Dans la superstition de ses regrets, il alla jusqu’à prendre le long des sentiers une poignée de feuilles mouillées et ternies et il les mit, avec un recueillement presque religieux, dans sa poitrine, assez brûlante pour les sécher. Puis il sortit du petit bois, chassé par une voix qu’il avait entendue.

Camille devait être tout près. Il la trouva, en effet, sur la terrasse à laquelle le petit bois aboutissait. Elle était plus heureuse que lui de ce départ pour l’Italie, quoique son bonheur n’eût pas le caractère bruyant et exalté de ses joies de naguère. Elle était assise sur le mur à hauteur d’appui de la terrasse, tête nue à l’air piquant des brises de l’automne et du soir, un bras appuyé sur un de ces vases de granit vide où l’eau des pluies était restée et où l’oiseau qui passait s’arrêtait parfois pour y boire. Elle regardait, de là, dans le marais qui s’allongeait et dont les flaques d’eau avaient déjà grandi sous l’action des premières pluies de la saison. Sa simple robe grise, ses cheveux en coup de vent, sa pose inclinée et pensive, la faisaient mélodieusement ressortir sur le fond de cet horizon sans nuage et d’une teinte indéterminée et limpide. Allan, en la voyant ainsi, s’approcha du mur et suivit la direction des yeux de la jeune fille. Ils étaient fixés sur un goëland égaré qui s’en retournait à la mer, car la côte n’est pas loin de là.

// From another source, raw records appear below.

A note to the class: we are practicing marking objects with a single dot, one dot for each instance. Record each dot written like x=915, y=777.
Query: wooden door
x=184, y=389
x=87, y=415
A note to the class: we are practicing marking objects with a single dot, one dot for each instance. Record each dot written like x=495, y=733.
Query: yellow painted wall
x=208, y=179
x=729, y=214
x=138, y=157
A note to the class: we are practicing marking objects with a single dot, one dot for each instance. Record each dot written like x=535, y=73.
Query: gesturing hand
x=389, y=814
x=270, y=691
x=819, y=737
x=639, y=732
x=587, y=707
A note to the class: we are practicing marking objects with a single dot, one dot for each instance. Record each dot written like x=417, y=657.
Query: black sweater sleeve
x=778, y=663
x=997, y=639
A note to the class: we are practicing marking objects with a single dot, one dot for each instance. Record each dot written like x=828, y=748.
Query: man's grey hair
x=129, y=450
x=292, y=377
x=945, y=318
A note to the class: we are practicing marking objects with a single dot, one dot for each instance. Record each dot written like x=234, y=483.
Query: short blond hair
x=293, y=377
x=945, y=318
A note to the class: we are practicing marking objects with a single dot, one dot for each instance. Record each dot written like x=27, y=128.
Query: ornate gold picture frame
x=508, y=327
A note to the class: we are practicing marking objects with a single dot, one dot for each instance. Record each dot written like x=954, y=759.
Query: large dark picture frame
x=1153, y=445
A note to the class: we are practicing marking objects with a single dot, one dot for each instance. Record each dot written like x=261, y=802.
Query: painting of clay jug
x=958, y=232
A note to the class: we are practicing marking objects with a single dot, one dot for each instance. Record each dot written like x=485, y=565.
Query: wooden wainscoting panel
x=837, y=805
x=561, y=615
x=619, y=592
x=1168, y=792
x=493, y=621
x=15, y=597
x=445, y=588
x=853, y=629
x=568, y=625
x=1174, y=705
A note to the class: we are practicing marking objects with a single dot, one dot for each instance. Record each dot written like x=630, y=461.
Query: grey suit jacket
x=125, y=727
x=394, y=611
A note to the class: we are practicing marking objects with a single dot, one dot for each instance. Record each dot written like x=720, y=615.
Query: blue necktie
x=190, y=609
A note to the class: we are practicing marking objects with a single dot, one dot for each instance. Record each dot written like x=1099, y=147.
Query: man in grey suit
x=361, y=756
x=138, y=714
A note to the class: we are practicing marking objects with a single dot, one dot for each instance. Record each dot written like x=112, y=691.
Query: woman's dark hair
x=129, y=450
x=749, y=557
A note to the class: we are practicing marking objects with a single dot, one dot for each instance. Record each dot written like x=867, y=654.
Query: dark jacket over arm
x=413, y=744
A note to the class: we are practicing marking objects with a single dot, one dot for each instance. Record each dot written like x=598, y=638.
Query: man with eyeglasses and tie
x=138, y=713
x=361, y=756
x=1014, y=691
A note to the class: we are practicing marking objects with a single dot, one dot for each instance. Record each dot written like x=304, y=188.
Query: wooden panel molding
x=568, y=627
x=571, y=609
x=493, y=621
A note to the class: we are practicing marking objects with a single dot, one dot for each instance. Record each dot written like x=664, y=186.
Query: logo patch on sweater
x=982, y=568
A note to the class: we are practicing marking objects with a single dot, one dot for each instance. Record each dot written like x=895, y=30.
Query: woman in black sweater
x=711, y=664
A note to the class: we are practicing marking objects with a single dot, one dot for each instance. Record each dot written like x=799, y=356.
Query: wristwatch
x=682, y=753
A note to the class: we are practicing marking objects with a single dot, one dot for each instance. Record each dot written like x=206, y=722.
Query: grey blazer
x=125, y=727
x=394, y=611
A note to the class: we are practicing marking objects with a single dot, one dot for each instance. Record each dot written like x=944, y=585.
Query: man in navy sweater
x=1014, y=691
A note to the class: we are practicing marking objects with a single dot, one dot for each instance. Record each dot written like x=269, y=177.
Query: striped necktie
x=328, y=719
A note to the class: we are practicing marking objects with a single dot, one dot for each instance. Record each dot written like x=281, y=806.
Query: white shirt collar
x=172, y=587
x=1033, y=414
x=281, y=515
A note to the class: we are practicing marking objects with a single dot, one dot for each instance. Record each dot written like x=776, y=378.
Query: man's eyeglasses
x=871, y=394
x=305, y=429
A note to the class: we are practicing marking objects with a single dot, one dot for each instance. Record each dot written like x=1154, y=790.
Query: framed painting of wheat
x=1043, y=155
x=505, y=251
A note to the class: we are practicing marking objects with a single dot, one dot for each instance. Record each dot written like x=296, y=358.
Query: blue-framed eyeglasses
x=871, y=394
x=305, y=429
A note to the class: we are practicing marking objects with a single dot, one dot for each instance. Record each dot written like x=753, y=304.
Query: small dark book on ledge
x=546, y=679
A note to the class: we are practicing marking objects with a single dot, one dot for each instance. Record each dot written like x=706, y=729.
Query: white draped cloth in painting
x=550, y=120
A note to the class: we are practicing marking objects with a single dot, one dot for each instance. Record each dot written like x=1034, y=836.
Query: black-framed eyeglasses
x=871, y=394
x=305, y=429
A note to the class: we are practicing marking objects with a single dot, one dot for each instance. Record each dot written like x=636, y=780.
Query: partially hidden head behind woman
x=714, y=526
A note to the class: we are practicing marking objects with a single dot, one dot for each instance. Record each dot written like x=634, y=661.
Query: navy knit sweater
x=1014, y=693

— Voyez-vous ? — dit-elle en désignant l’oiseau du doigt et comme si elle eût continué tout haut sa pensée, — il pourrait être ce soir en Italie, s’il voulait.

— L’Italie vous préoccupe donc beaucoup ? — lui demanda Allan, — et vous seriez donc bien aise de vous en aller d’ici ?…

— Oh, oui ! — répondit-elle avec une naïveté charmante. — Vous ne savez pas comme je m’ennuie ici maintenant.

L’expression avec laquelle elle dit cela faisait mal de souffrance cachée et trahie. Cette expression poignante de douceur, Allan ne la lui connaissait pas. Sous l’impression qu’il en reçut :

— Pourquoi s’ennuyer ? — reprit il avec un accent compatissant dans la voix.

— Pourquoi ? oh ! pourquoi ?… — répéta-t-elle, les yeux baissés. On voyait qu’elle était soulagée par la question inaccoutumée d’Allan, mais elle n’osait y répondre. Si l’indifférent Allan avait insisté davantage, peut-être ce qu’elle avait dans son pauvre cœur eût-il échappé à ses efforts pour le retenir. Mais au second pourquoi Allan était déjà parti, ayant aperçu madame de Scudemor à l’extrémité de la terrasse. L’enfant, laissée là, oublia le blanc oiseau qui s’évanouissait à l’Occident et posa son front contre le vase de granit vide… Et si une larme coula de tant d’insouciance, elle ne coula pas à la clarté du ciel.